No princípio de junho de 1982, António Variações fez a primeira parte do espetáculo dos UHF, na Feira Popular, em playback, e sente-se «mais num ringue do que num palco» diante dos mais de cinco mil jovens que o vaiam e insultam. Apesar de tudo, consegue controlar a multidão, consideando que «valeu a pena, pois são sempre experiências necessárias». Na segunda parte, António Manuel Ribeiro, o carismático líder dos UHF, toma abertamente a sua defesa, e critica a multidão que está ali para o ver e ouvir a ele, dizendo-lhes: «António é uma das poucas pessoas deste País que tenta fazer uma coisa de novo na música portuguesa. Ele precisa de apoio, pois está a tentar formar uma banda e é coerente e corajoso.»

 

Manuela Gonzaga – António Variações, Entre Braga e Nova Iorque (2018)

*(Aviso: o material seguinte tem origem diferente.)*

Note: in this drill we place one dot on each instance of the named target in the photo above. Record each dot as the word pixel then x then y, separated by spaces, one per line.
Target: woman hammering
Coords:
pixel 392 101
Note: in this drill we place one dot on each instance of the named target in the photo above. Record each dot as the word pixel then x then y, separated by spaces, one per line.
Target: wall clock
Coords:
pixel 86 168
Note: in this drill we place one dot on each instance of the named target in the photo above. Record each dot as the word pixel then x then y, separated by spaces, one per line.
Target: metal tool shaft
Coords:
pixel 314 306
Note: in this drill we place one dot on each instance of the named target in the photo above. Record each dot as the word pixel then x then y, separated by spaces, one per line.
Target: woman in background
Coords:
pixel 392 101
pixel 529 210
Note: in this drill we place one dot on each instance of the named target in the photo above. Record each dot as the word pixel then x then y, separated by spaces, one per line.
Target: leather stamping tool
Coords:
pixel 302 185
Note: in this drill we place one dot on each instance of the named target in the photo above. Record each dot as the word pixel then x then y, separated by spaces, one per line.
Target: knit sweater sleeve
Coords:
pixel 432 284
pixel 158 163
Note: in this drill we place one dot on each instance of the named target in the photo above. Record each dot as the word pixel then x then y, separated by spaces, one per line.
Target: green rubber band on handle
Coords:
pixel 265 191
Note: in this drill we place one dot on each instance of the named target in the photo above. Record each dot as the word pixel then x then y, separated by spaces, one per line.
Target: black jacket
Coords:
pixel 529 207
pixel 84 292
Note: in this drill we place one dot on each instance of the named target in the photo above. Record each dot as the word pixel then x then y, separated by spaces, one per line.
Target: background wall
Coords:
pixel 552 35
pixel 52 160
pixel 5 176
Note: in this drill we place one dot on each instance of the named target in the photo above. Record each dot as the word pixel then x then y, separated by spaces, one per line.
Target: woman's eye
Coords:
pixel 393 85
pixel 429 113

Manuela Gonzaga e Bertrand Editora (2018)

 

 

figuras cheias de cor

14.05.21

E ele era uma figura apaixonante no deserto desta cidade tão provinciana na época, com uma meia de cada cor, os roupões, o fato-macaco, os sapatos diferentes, o visual tão criativo e tão fantástico. 

 

Manuela Gonzaga – António Variações, Entre Braga e Nova Iorque (2018)
Manuela Gonzaga e Bertrand Editora (2018)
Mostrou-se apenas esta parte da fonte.